Bannu has recorded five polio cases in 2014 mainly owing to refusal of parents to immunise their children and its proximity with North Waziristan Agency, which is facing polio outbreak because of ban imposed on vaccination by Taliban.

Khyber Pakhtunkhwa, which has registered a total of nine polio cases this year including four from Peshawar, is the second polio-burden province after Federally Administered Tribal Areas which recorded 45 polio cases of the total 58 detected nationwide.

Bannu is billed as the significant area with regard to polio eradication efforts. The Unicef had also deployed 28 communication officers to cope with the increasing number of refusal cases there. They have started working from March 1, 2014.

About 35,000 children in Khyber Pakhtunkhwa have remained unvaccinated and thwarted government’s efforts to do away with the vaccine-preventable childhood ailment, despite immunisation of more than five million children below the age of five.

Health authorities reported 4,501 refusal cases in January, 6130 in February and 9823 in March this year during anti-polio campaigns in Bannu as scores of unvaccinated children migrated from nearby North Waziristan Agency owing to lawlessness there transmitted the virus to the local children.

Khyber Pakhtunkhwa has availed the services of 515 Unicef-funded polio communication officers, who are supposed to reduce refusals in collaboration with government. However, these officers, recruited by Communications Networking (ComNet) on the behalf of Unicef, are not only facing rise in refusals but the local health authorities say that Bannu has emerged as major threat to anti-polio efforts.

Bannu is also the only district where number of missed children owing to their non-availability is manifold more than the children missed owing to refusal by their families to vaccinate them.

The vaccinators say they missed only 696 children in January, 561 in February and 556 in March and the responsibility lies with the Unicef to persuade parents to vaccinate their children.

They argue that they don’t have coordination with the communication officers to deal with the problem of refusals.

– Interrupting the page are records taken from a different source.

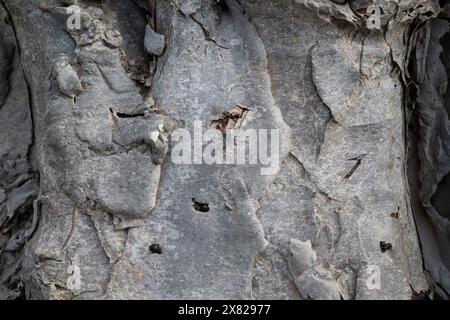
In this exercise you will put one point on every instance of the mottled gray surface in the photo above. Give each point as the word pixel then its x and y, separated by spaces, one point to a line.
pixel 105 100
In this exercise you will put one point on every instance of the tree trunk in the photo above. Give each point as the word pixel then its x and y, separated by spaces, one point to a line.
pixel 94 205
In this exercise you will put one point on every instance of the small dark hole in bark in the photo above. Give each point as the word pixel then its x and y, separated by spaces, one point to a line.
pixel 201 207
pixel 155 248
pixel 385 246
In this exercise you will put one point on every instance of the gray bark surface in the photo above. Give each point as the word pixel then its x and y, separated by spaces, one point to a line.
pixel 92 207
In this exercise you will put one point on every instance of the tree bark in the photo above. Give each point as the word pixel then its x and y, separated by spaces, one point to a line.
pixel 92 205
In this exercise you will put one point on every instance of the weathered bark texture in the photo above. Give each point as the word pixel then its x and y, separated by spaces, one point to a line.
pixel 91 205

In the past, the government and district administrations have lodged complaints against these officers for not taking interest in the vaccination campaigns.The officers were initially recruited in central districts of Peshawar, Mardan, Nowshera, Charsadda and Swabi where refusals have gone up. Since the deployment of these officers, there has been no improvement with regard to refusals, according to the document.

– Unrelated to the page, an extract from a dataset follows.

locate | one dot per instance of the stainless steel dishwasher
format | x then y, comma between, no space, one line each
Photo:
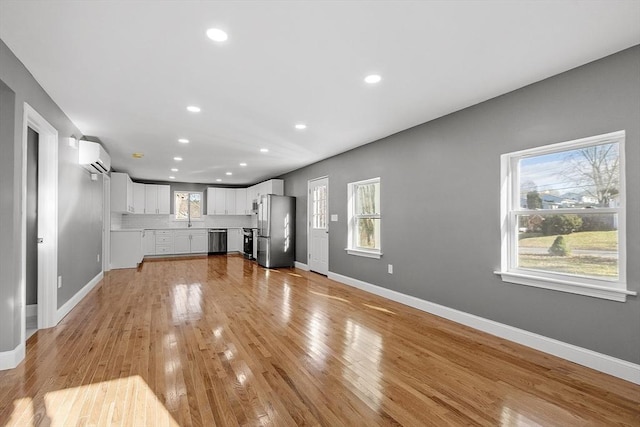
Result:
217,241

The UNICEF was recruiting more staff to work in Bannu district due to rapid rise in refusals there, it said.

“We have started work in Bannu only two months ago but we will work in collaboration with the health department to cope with the problem,” an officer, who didn’t want to be named, told Dawn.

According to him, the ComNet staff worked in 10 districts of the province to create demand for OPV and resolve the perennial problem of refusals.